Additionally, Microsoft has introduced a new Copilot for the Real-Time Intelligence module in preview, enabling enterprise users to query real-time data.
New Integrations with Snowflake and Databricks Microsoft announced further Fabric updates, including the introduction of OneLake shortcuts, which are in preview, to connect to data sources beyond Azure Data Lake Service Gen2.
“With an on-premises data gateway, you can now create shortcuts to Google Cloud Storage, Amazon S3, and S3-compatible storage buckets, whether on-premises or otherwise network-restricted,” Microsoft said.
The company is also partnering with Snowflake to enable full interoperability between Snowflake and OneLake.

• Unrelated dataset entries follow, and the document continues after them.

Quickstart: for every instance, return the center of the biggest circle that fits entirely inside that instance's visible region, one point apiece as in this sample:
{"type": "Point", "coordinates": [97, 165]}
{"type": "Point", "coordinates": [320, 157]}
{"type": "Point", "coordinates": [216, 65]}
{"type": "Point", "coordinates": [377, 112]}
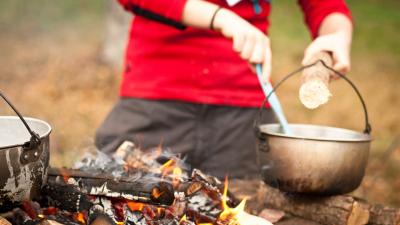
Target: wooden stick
{"type": "Point", "coordinates": [4, 221]}
{"type": "Point", "coordinates": [336, 210]}
{"type": "Point", "coordinates": [314, 90]}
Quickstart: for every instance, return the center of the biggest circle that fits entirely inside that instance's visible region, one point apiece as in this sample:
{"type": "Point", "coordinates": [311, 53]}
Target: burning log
{"type": "Point", "coordinates": [146, 191]}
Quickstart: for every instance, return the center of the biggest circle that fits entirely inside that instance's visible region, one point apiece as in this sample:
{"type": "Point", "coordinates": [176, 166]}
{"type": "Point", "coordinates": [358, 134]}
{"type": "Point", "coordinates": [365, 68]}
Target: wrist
{"type": "Point", "coordinates": [223, 18]}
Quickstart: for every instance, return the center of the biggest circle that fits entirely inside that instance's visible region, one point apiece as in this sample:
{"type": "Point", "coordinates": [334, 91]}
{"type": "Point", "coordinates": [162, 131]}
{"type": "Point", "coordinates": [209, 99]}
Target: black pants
{"type": "Point", "coordinates": [219, 140]}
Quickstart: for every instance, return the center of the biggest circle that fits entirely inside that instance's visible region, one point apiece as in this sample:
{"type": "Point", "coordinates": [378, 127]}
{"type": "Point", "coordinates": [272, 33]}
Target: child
{"type": "Point", "coordinates": [188, 83]}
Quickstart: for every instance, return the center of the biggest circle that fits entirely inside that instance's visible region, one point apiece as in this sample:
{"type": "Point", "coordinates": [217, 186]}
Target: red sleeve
{"type": "Point", "coordinates": [164, 11]}
{"type": "Point", "coordinates": [315, 12]}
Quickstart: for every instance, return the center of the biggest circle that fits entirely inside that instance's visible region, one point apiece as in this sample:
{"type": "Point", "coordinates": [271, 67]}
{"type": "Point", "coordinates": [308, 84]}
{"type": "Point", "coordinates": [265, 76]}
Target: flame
{"type": "Point", "coordinates": [232, 216]}
{"type": "Point", "coordinates": [65, 175]}
{"type": "Point", "coordinates": [171, 169]}
{"type": "Point", "coordinates": [135, 206]}
{"type": "Point", "coordinates": [176, 176]}
{"type": "Point", "coordinates": [183, 219]}
{"type": "Point", "coordinates": [167, 167]}
{"type": "Point", "coordinates": [156, 193]}
{"type": "Point", "coordinates": [80, 217]}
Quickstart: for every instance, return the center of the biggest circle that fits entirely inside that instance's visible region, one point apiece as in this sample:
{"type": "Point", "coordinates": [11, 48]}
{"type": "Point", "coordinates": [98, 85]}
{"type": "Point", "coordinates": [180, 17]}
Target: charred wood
{"type": "Point", "coordinates": [149, 191]}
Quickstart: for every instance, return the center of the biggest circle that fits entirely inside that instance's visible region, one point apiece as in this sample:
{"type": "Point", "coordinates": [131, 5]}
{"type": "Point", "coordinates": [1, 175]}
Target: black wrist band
{"type": "Point", "coordinates": [213, 17]}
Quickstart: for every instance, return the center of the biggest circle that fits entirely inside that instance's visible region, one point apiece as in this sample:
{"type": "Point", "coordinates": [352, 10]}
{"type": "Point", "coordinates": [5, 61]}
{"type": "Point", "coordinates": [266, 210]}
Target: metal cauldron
{"type": "Point", "coordinates": [313, 159]}
{"type": "Point", "coordinates": [24, 157]}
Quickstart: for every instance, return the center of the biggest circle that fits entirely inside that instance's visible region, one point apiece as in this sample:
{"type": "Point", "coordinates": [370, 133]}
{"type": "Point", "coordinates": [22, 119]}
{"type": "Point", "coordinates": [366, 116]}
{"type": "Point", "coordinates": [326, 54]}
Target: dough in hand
{"type": "Point", "coordinates": [314, 93]}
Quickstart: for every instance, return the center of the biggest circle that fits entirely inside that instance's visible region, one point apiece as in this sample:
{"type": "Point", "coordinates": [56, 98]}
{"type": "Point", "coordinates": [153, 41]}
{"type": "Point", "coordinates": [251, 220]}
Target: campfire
{"type": "Point", "coordinates": [132, 187]}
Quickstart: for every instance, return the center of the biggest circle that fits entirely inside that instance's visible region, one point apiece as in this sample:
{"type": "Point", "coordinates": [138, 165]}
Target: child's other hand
{"type": "Point", "coordinates": [248, 41]}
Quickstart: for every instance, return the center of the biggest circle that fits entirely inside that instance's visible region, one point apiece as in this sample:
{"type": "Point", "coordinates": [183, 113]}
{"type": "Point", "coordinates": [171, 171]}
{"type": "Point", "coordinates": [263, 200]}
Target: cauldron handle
{"type": "Point", "coordinates": [367, 129]}
{"type": "Point", "coordinates": [35, 138]}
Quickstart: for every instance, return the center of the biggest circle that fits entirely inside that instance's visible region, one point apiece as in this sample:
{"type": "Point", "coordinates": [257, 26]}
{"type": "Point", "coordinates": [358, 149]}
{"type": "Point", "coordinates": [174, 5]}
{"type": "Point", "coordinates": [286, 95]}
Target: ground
{"type": "Point", "coordinates": [51, 69]}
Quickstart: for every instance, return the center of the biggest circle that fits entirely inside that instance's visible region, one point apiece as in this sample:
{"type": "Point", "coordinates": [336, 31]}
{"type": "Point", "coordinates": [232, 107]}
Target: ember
{"type": "Point", "coordinates": [132, 187]}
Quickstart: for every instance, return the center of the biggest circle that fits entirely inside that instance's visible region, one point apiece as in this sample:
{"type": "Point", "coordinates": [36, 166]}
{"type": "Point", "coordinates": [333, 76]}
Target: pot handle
{"type": "Point", "coordinates": [367, 129]}
{"type": "Point", "coordinates": [35, 138]}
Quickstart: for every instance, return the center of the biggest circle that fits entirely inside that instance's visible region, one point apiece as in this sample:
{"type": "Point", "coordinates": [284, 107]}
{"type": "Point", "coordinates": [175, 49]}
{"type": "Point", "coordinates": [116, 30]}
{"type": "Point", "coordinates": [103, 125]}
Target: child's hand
{"type": "Point", "coordinates": [335, 34]}
{"type": "Point", "coordinates": [338, 44]}
{"type": "Point", "coordinates": [252, 44]}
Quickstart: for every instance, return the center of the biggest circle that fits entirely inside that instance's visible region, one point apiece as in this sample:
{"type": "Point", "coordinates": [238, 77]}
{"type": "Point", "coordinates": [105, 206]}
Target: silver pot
{"type": "Point", "coordinates": [24, 158]}
{"type": "Point", "coordinates": [313, 159]}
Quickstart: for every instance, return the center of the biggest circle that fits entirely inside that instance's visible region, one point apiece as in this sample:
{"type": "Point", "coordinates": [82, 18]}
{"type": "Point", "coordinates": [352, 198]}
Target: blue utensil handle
{"type": "Point", "coordinates": [273, 101]}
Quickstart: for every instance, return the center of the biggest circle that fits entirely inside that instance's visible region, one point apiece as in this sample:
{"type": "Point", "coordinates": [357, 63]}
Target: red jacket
{"type": "Point", "coordinates": [165, 61]}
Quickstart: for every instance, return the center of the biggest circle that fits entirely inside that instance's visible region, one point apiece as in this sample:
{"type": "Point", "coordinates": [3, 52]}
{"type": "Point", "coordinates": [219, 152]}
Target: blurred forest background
{"type": "Point", "coordinates": [52, 67]}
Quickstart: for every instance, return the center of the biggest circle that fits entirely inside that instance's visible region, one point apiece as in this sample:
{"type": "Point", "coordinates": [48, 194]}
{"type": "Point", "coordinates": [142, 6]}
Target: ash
{"type": "Point", "coordinates": [129, 187]}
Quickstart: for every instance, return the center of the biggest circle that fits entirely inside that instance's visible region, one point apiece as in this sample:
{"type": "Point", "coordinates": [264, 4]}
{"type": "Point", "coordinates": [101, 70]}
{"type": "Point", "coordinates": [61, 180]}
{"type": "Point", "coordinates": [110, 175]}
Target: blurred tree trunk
{"type": "Point", "coordinates": [117, 28]}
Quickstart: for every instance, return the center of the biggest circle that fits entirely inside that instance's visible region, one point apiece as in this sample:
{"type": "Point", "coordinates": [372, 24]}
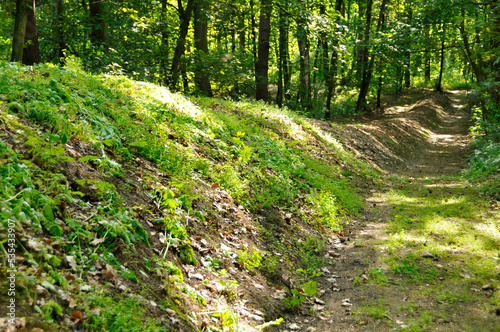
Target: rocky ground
{"type": "Point", "coordinates": [421, 140]}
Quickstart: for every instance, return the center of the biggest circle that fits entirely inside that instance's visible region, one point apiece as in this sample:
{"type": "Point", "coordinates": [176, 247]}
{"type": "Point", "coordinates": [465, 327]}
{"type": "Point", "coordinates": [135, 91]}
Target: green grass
{"type": "Point", "coordinates": [261, 157]}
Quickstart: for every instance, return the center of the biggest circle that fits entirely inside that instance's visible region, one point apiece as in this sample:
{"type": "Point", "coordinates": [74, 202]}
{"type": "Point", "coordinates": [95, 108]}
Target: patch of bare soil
{"type": "Point", "coordinates": [422, 134]}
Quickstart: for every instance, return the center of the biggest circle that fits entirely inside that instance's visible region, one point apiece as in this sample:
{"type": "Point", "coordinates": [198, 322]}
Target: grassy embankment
{"type": "Point", "coordinates": [112, 185]}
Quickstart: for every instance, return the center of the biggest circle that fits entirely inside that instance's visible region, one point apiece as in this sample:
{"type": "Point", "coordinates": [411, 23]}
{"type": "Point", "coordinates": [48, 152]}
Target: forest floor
{"type": "Point", "coordinates": [423, 255]}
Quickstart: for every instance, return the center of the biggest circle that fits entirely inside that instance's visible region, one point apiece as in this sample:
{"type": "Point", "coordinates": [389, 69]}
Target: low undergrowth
{"type": "Point", "coordinates": [105, 180]}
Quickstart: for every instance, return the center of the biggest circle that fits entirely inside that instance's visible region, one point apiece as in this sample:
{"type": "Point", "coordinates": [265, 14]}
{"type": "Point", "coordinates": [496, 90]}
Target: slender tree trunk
{"type": "Point", "coordinates": [365, 82]}
{"type": "Point", "coordinates": [185, 16]}
{"type": "Point", "coordinates": [31, 54]}
{"type": "Point", "coordinates": [164, 42]}
{"type": "Point", "coordinates": [201, 79]}
{"type": "Point", "coordinates": [262, 66]}
{"type": "Point", "coordinates": [496, 48]}
{"type": "Point", "coordinates": [427, 69]}
{"type": "Point", "coordinates": [254, 36]}
{"type": "Point", "coordinates": [242, 32]}
{"type": "Point", "coordinates": [282, 56]}
{"type": "Point", "coordinates": [407, 55]}
{"type": "Point", "coordinates": [331, 71]}
{"type": "Point", "coordinates": [19, 30]}
{"type": "Point", "coordinates": [367, 72]}
{"type": "Point", "coordinates": [465, 38]}
{"type": "Point", "coordinates": [305, 67]}
{"type": "Point", "coordinates": [379, 92]}
{"type": "Point", "coordinates": [98, 30]}
{"type": "Point", "coordinates": [439, 88]}
{"type": "Point", "coordinates": [61, 42]}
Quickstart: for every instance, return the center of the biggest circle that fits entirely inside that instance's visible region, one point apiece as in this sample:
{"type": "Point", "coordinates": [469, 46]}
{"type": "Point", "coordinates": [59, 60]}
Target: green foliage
{"type": "Point", "coordinates": [117, 314]}
{"type": "Point", "coordinates": [308, 288]}
{"type": "Point", "coordinates": [250, 258]}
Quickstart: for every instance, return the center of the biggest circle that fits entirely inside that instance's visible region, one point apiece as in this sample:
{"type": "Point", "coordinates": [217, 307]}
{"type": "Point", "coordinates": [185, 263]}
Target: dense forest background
{"type": "Point", "coordinates": [323, 59]}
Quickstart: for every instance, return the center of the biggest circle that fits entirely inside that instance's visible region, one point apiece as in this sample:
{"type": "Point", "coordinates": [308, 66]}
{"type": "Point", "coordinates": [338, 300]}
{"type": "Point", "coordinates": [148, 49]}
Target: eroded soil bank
{"type": "Point", "coordinates": [424, 254]}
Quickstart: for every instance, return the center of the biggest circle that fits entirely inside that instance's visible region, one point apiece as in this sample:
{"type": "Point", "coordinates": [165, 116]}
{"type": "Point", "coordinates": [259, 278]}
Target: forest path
{"type": "Point", "coordinates": [423, 256]}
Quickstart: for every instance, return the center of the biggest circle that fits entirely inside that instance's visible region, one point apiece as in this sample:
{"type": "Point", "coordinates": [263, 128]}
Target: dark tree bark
{"type": "Point", "coordinates": [368, 68]}
{"type": "Point", "coordinates": [31, 54]}
{"type": "Point", "coordinates": [164, 42]}
{"type": "Point", "coordinates": [254, 35]}
{"type": "Point", "coordinates": [407, 55]}
{"type": "Point", "coordinates": [98, 30]}
{"type": "Point", "coordinates": [496, 47]}
{"type": "Point", "coordinates": [262, 65]}
{"type": "Point", "coordinates": [61, 40]}
{"type": "Point", "coordinates": [331, 71]}
{"type": "Point", "coordinates": [185, 16]}
{"type": "Point", "coordinates": [19, 30]}
{"type": "Point", "coordinates": [201, 78]}
{"type": "Point", "coordinates": [242, 32]}
{"type": "Point", "coordinates": [465, 38]}
{"type": "Point", "coordinates": [366, 72]}
{"type": "Point", "coordinates": [304, 62]}
{"type": "Point", "coordinates": [427, 70]}
{"type": "Point", "coordinates": [439, 87]}
{"type": "Point", "coordinates": [283, 77]}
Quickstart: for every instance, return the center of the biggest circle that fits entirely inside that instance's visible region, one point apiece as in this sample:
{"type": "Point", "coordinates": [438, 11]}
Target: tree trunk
{"type": "Point", "coordinates": [332, 69]}
{"type": "Point", "coordinates": [262, 66]}
{"type": "Point", "coordinates": [61, 43]}
{"type": "Point", "coordinates": [407, 55]}
{"type": "Point", "coordinates": [367, 72]}
{"type": "Point", "coordinates": [98, 31]}
{"type": "Point", "coordinates": [477, 71]}
{"type": "Point", "coordinates": [185, 16]}
{"type": "Point", "coordinates": [164, 42]}
{"type": "Point", "coordinates": [439, 88]}
{"type": "Point", "coordinates": [305, 70]}
{"type": "Point", "coordinates": [242, 32]}
{"type": "Point", "coordinates": [31, 54]}
{"type": "Point", "coordinates": [19, 30]}
{"type": "Point", "coordinates": [427, 70]}
{"type": "Point", "coordinates": [254, 36]}
{"type": "Point", "coordinates": [282, 56]}
{"type": "Point", "coordinates": [201, 79]}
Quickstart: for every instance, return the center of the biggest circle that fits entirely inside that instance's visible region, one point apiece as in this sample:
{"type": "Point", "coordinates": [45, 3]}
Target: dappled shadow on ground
{"type": "Point", "coordinates": [429, 242]}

“We are excited to announce future support for Apache Iceberg in Fabric OneLake and bi-directional data access between Snowflake and Fabric,” Microsoft said. This integration will allow users to analyze data within both platforms and access data across applications like Microsoft 365, Power Platform, and Azure AI Studio.
Microsoft also announced that Azure Databricks Unity Catalog tables will soon be accessible directly within Microsoft Fabric.
“From the Fabric portal, users can create and configure a new Azure Databricks Unity Catalog item in Fabric with just a few clicks, adding a full catalog, schema, or even individual tables,” Microsoft said.
When data is modified or when tables are added, removed, or renamed in Azure Databricks, the changes will automatically sync with Fabric, according to the company.
Furthermore, enterprise users will soon be able to access Fabric data items, such as lakehouses, as a catalog in Azure Databricks.
“While the data remains in OneLake, you can access and view data lineage and other metadata in Azure Databricks and leverage the full power of Unity Catalog,” Ulagaratchagan said. This feature will also extend Unity Catalog’s unified governance over data and AI into Azure Databricks Mosaic AI.